Nous devons poursuivre deux objectifs: faire en sorte que tout, ou du moins une grande partie des citoyens vivant au Luxembourg puissent communiquer entre eux.

Ensuite, il faut absolument veiller à ce que le Luxembourg reste un pays polyglotte.

En d’autres termes, il faut se mettre d’accord sur le fait que le luxembourgeois peut jouer le rôle de «langue commune» (et non pas «unique»!) de ce pays, tout en favorisant l’enseignement des autres langues.

Au lieu de chercher des «solutions» qui n’en sont pas au niveau de l’emploi du luxembourgeois dans les domaines administratif ou judiciaire, mieux vaut réformer l’enseignement des langues à l’école.
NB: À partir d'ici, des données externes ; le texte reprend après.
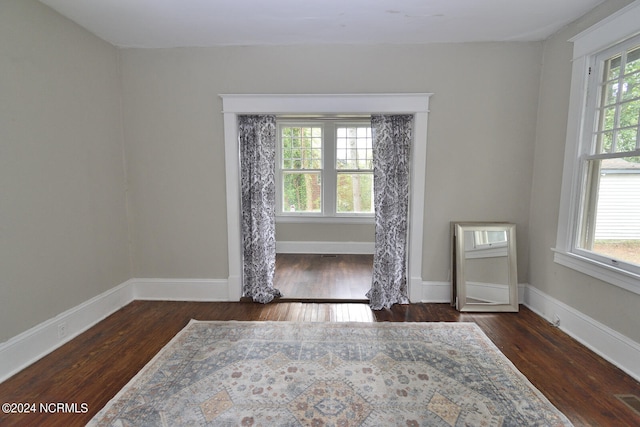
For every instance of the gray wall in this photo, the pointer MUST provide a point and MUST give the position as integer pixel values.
(480, 147)
(70, 102)
(63, 230)
(608, 304)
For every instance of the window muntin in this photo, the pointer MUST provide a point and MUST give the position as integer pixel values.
(608, 228)
(302, 168)
(354, 169)
(325, 169)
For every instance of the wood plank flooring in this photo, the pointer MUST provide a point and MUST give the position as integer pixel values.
(94, 366)
(323, 277)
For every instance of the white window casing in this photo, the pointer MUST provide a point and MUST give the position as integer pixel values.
(593, 43)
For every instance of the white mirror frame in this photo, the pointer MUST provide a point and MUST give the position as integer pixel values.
(411, 103)
(459, 278)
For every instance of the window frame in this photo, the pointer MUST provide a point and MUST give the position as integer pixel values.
(590, 46)
(329, 172)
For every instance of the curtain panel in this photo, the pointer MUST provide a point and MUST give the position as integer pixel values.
(392, 137)
(257, 137)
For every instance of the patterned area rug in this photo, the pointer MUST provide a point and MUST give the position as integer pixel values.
(329, 374)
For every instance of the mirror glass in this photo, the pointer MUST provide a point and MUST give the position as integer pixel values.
(484, 267)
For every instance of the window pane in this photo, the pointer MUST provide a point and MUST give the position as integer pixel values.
(629, 112)
(302, 192)
(611, 89)
(354, 193)
(626, 140)
(301, 148)
(606, 142)
(354, 148)
(633, 60)
(631, 87)
(611, 218)
(613, 68)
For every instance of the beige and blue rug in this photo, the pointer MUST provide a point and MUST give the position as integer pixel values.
(329, 374)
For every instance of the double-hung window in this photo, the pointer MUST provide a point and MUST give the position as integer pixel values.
(325, 170)
(599, 227)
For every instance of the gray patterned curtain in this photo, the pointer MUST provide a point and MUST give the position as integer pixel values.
(257, 135)
(392, 136)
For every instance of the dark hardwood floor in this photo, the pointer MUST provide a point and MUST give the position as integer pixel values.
(323, 277)
(94, 366)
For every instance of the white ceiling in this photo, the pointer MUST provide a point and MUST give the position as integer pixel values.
(179, 23)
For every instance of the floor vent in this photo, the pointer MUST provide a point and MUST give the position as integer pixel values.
(632, 401)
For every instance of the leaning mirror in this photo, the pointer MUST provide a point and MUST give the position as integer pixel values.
(484, 266)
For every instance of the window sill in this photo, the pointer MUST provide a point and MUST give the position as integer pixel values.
(319, 219)
(610, 274)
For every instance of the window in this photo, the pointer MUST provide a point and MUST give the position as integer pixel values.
(599, 224)
(608, 228)
(325, 169)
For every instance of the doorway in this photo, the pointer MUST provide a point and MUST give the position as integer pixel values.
(326, 277)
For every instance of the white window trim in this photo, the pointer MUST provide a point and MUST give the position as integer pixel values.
(614, 29)
(328, 214)
(401, 103)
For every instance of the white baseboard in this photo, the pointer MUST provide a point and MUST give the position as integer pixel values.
(356, 248)
(181, 289)
(609, 344)
(440, 292)
(435, 292)
(24, 349)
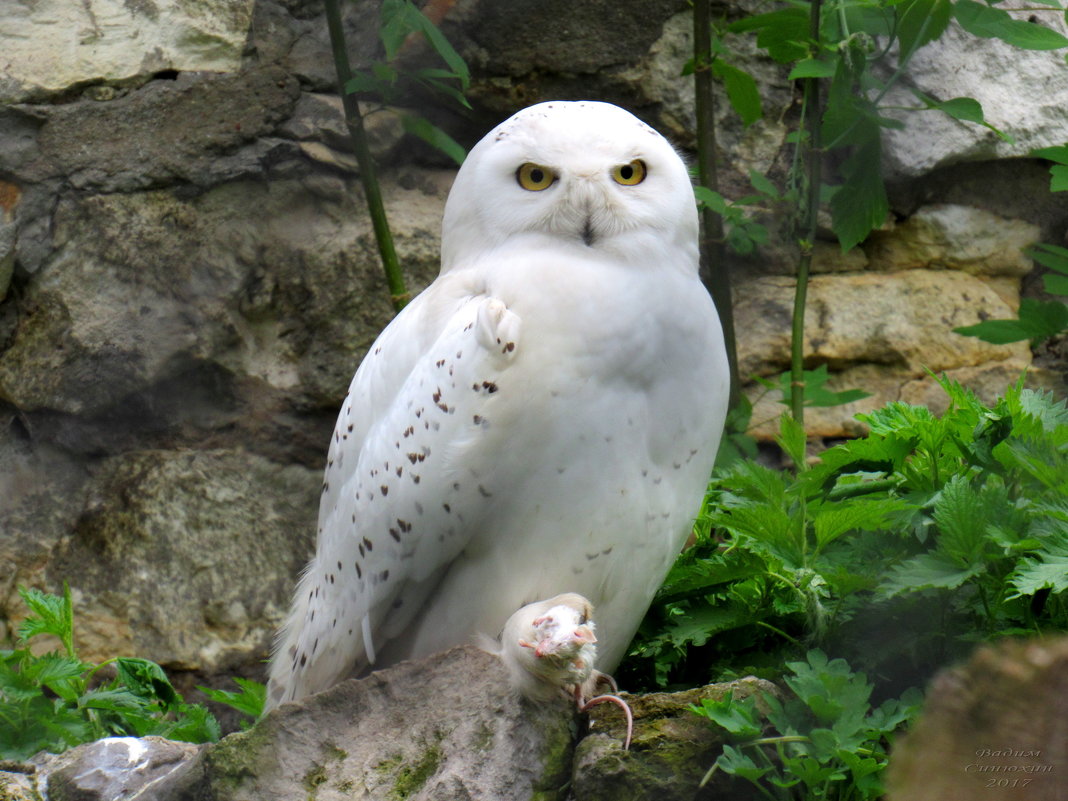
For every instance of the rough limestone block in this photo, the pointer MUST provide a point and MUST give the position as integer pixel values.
(50, 45)
(446, 726)
(1023, 93)
(186, 556)
(995, 727)
(879, 332)
(946, 236)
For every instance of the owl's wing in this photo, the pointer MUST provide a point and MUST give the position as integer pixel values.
(401, 490)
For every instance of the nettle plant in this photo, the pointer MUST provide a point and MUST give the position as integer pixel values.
(897, 550)
(846, 56)
(56, 700)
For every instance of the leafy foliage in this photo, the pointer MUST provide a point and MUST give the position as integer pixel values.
(389, 82)
(854, 56)
(829, 741)
(943, 530)
(56, 701)
(743, 234)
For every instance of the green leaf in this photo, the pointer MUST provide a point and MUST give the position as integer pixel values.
(919, 22)
(962, 516)
(1047, 570)
(146, 679)
(248, 701)
(1050, 255)
(833, 521)
(926, 570)
(813, 68)
(51, 615)
(983, 20)
(737, 764)
(763, 184)
(1058, 178)
(193, 723)
(710, 200)
(1058, 154)
(1038, 320)
(861, 204)
(962, 108)
(433, 135)
(445, 50)
(738, 717)
(111, 700)
(367, 83)
(741, 91)
(816, 394)
(783, 33)
(1055, 284)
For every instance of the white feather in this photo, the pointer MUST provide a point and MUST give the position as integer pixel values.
(542, 419)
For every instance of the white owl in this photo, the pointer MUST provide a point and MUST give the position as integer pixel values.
(543, 419)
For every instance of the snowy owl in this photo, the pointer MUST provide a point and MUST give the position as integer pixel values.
(542, 419)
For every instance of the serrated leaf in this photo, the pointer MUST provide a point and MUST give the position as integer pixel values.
(1055, 284)
(783, 33)
(1048, 569)
(832, 521)
(737, 716)
(927, 570)
(396, 20)
(737, 764)
(962, 515)
(741, 89)
(983, 20)
(861, 204)
(146, 679)
(1057, 153)
(962, 108)
(193, 723)
(1038, 319)
(248, 701)
(1049, 255)
(366, 83)
(111, 700)
(813, 68)
(710, 199)
(1058, 178)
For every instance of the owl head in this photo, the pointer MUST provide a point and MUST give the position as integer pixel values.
(582, 174)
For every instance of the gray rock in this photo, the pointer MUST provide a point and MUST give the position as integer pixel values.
(671, 752)
(443, 727)
(51, 45)
(1024, 93)
(994, 727)
(185, 556)
(115, 769)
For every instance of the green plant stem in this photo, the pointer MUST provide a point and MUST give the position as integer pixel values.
(368, 176)
(715, 271)
(811, 123)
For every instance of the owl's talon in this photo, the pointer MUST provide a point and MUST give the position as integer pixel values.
(623, 705)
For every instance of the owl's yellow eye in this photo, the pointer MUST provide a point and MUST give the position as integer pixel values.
(629, 174)
(534, 176)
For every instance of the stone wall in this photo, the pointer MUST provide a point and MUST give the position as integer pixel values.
(188, 278)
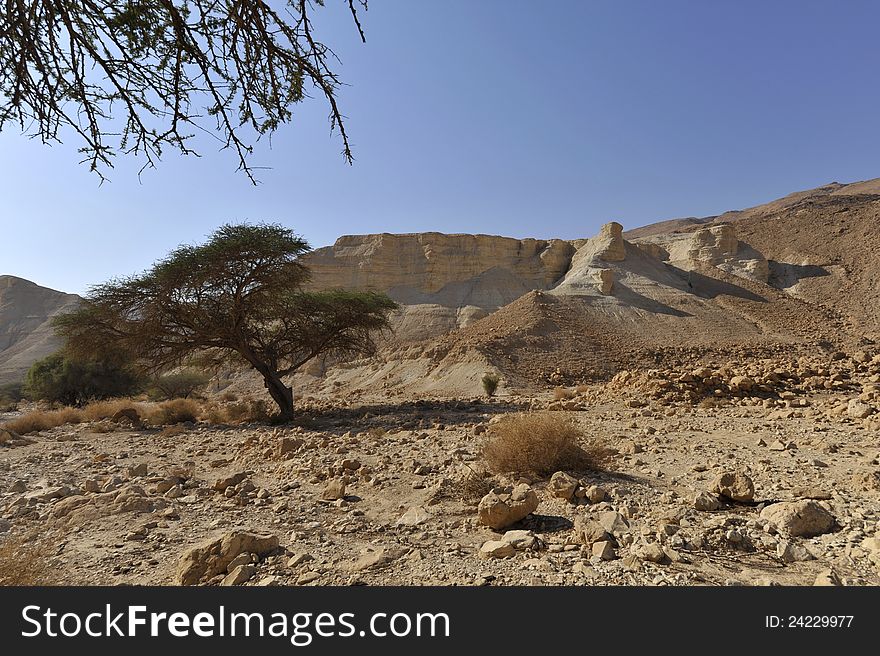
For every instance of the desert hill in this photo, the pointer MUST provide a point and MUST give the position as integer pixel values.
(795, 275)
(26, 335)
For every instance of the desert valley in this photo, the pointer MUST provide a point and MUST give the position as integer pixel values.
(721, 375)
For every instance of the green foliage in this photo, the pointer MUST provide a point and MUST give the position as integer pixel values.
(240, 296)
(178, 384)
(490, 384)
(140, 76)
(62, 379)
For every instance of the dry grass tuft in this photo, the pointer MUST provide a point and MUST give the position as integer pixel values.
(175, 411)
(98, 410)
(25, 560)
(539, 443)
(40, 420)
(563, 394)
(245, 411)
(172, 431)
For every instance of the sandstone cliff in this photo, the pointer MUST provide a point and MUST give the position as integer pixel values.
(26, 334)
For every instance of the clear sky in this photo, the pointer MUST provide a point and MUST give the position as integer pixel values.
(526, 119)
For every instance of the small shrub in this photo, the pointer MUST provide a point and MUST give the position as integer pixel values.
(98, 410)
(538, 443)
(40, 420)
(176, 411)
(490, 384)
(245, 412)
(172, 431)
(25, 561)
(59, 378)
(178, 385)
(563, 394)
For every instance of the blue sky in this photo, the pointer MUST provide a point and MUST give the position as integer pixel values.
(502, 117)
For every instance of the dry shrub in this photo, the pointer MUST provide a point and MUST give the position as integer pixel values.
(175, 411)
(25, 560)
(538, 443)
(245, 411)
(172, 431)
(98, 410)
(563, 394)
(39, 420)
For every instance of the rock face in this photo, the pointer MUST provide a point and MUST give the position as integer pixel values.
(805, 518)
(500, 510)
(442, 281)
(609, 243)
(214, 556)
(26, 334)
(735, 486)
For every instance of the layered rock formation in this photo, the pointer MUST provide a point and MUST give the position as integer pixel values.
(442, 281)
(26, 333)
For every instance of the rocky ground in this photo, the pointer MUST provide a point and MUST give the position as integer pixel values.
(777, 488)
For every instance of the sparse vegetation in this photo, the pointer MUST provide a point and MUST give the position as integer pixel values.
(176, 411)
(490, 383)
(40, 420)
(178, 385)
(240, 298)
(60, 378)
(538, 443)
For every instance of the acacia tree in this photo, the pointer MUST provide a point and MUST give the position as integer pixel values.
(239, 295)
(138, 75)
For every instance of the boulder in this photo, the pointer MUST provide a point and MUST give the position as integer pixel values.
(334, 490)
(858, 409)
(604, 550)
(228, 481)
(562, 486)
(499, 510)
(735, 486)
(706, 502)
(213, 556)
(496, 549)
(414, 516)
(804, 518)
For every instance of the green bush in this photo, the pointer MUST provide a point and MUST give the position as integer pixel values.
(490, 384)
(178, 385)
(10, 395)
(61, 379)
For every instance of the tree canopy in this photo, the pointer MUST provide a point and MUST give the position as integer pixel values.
(240, 294)
(137, 76)
(74, 381)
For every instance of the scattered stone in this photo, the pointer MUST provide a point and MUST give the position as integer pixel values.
(858, 409)
(604, 550)
(414, 516)
(562, 486)
(595, 494)
(221, 484)
(213, 556)
(520, 540)
(805, 518)
(500, 510)
(827, 577)
(792, 552)
(613, 522)
(735, 486)
(239, 575)
(496, 549)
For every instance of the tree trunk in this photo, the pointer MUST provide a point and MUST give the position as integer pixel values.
(281, 394)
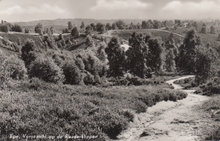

L’objectif de cette politique serait donc celui d’améliorer l’apprentissage de toutes les langues du Luxembourg et non pas d’en favoriser une au détriment d’une autre.

Dans ce sens, il faudrait opérer une première révolution: introduire, dès la première année de l’enseignement fondamental, l’alphabétisation en luxembourgeois. Ensuite, il faut renforcer l’enseignement du français. Finalement, une bonne maîtrise du luxembourgeois (par les élèves de toutes origines linguistiques confondues) mènera plus facilement à l’apprentissage de la langue allemande.

Il existe déjà des projets qui s’attaquent à cette question dès la petite enfance, dans le domaine du précoce. Il faut les soutenir et faire confiance à celles et ceux qui connaissent le terrain scolaire dans un pays fortement polyglotte.

De manière plus générale, il faudra néanmoins revoir les méthodes d’apprentissage de toutes les langues, qui ne semblent pas être adaptées.

Ces mesures concernent évidemment celles et ceux qui naissent ou grandissent au Luxembourg.

Il faut aussi mettre tous les moyens à disposition (y compris de temps libre!) afin de faciliter l’apprentissage du luxembourgeois par les adultes, tout en sachant que tout le monde ne jouit pas de la même facilité à assimiler une langue.